The Fair Pay for Federal Contractors Act would ensure federal contractors hurt during a potential government shutdown receive compensation for lost wages and benefits.
Congress has until November 17, 2023, to fund the federal government and prevent a shutdown.
U.S. Rep. Abigail Spanberger of Virginia helped introduce the legislation to guarantee that federal contractors receive back pay and restored leave benefits in the event of a government shutdown.
In the event of a government shutdown, thousands of federal contract workers face furlough or reduced work hours. Unlike federal government employees, federal contract employees, including thousands of contract service employees who often live paycheck to paycheck, have no assurances that they will receive back pay to make up for lost wages during a shutdown.

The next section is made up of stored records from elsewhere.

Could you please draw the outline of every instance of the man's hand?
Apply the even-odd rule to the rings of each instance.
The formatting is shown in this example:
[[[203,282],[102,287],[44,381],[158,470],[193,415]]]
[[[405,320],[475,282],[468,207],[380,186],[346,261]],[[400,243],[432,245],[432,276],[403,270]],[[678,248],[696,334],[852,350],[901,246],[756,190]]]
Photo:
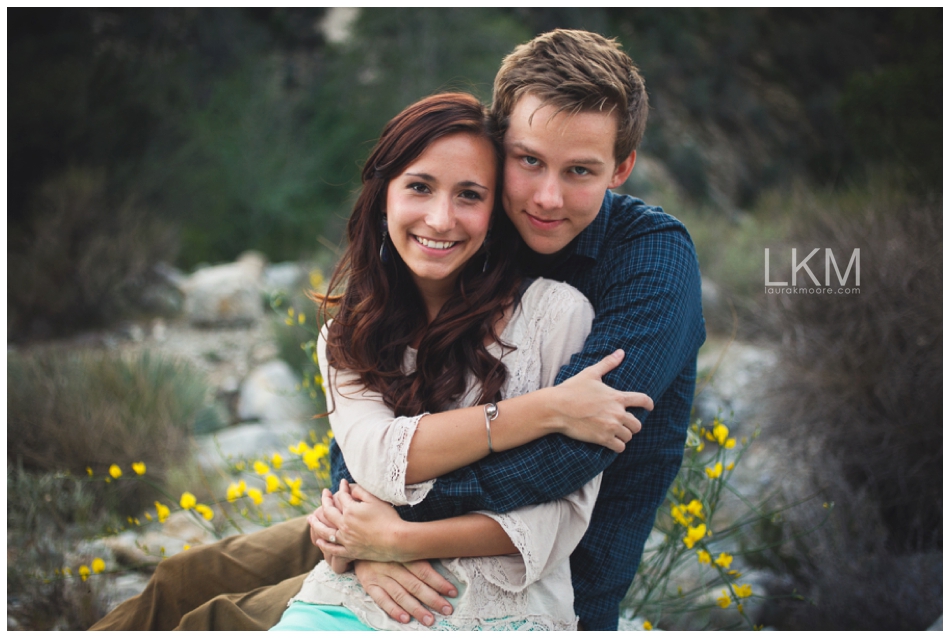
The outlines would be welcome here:
[[[614,390],[601,381],[623,357],[623,350],[617,350],[564,383],[544,390],[554,399],[552,407],[558,413],[561,434],[620,453],[640,431],[640,421],[627,408],[652,410],[653,399],[642,392]]]
[[[408,547],[396,543],[398,532],[406,523],[393,506],[359,485],[351,486],[343,480],[336,494],[330,496],[324,490],[321,509],[330,526],[337,530],[329,538],[317,538],[324,558],[402,562],[417,557]]]
[[[359,560],[356,561],[356,577],[380,609],[401,623],[409,622],[412,616],[430,627],[435,617],[426,605],[448,616],[452,613],[452,606],[443,596],[458,596],[452,583],[435,571],[427,560],[411,563]]]

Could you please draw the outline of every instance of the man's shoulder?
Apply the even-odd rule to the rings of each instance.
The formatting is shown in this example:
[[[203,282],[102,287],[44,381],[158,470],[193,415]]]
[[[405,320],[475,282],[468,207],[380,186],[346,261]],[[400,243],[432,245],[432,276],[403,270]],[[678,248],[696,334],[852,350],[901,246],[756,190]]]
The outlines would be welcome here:
[[[659,206],[650,206],[642,199],[633,195],[607,191],[604,200],[604,211],[607,212],[607,237],[615,239],[632,239],[651,233],[673,231],[686,232],[683,223],[664,211]]]

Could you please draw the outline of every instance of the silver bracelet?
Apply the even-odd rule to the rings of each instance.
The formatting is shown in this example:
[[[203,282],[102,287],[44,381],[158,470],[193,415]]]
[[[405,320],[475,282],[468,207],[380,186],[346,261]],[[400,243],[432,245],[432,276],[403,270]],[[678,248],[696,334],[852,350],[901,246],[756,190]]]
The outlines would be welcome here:
[[[491,447],[491,422],[498,418],[498,406],[494,403],[485,404],[485,431],[488,433],[488,453],[494,450]]]

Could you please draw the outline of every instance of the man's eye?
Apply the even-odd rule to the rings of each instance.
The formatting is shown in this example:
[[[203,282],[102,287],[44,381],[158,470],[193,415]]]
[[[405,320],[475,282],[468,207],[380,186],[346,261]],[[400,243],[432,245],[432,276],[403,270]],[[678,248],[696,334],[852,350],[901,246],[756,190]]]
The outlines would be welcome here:
[[[525,156],[522,158],[522,161],[523,161],[525,164],[527,164],[528,166],[537,166],[537,165],[540,163],[540,162],[538,162],[538,158],[537,158],[537,157],[532,157],[532,156],[530,156],[530,155],[525,155]]]
[[[571,172],[575,175],[590,175],[590,169],[583,166],[574,166],[571,168]]]
[[[462,199],[470,199],[472,201],[479,201],[482,198],[480,193],[477,193],[476,191],[471,191],[471,190],[462,191],[461,193],[459,193],[459,197],[461,197]]]

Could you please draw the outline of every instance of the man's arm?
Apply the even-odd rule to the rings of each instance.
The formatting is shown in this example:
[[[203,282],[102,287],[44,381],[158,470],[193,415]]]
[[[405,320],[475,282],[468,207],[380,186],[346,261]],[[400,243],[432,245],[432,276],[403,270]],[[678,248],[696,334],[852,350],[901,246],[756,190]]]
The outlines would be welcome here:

The Fair Pay for Federal Contractors Act would ensure that federal contract workers, including food service, janitorial, and security service workers, are fairly compensated for the wages and benefits lost due to a lapse in appropriations.
“Our Commonwealth, our country, and our national security depend on federal government contractors. These hardworking Americans — who play no part in causing government shutdowns — are so often the ones who pay the price for lawmakers’ inability to govern,” Spanberger said. “Far too many federal contractors live paycheck to paycheck. It is high time that we right this wrong and pass legislation to make sure that federal contractors in Virginia and across our country do not pay the price when Congress threatens their livelihoods.”
The Fair Pay for Federal Contractors Act would:
- Guarantee that contract workers, including low-wage service workers, receive back pay and restored paid leave, if taken, after a government shutdown;
- Cover costs associated with back pay for workers in an amount equal to their weekly compensation up to $1,442, which is 250% of the federal poverty level for a family of four; and
- Require the Office of Federal Procurement Policy submit a report on federal contractors accessing back pay.
Just hours ahead of a potential government shutdown on Saturday, Spanberger voted with a bipartisan majority of the U.S. House to keep the federal government open until November 17. Congress now has until this new funding deadline to avert a potential shutdown.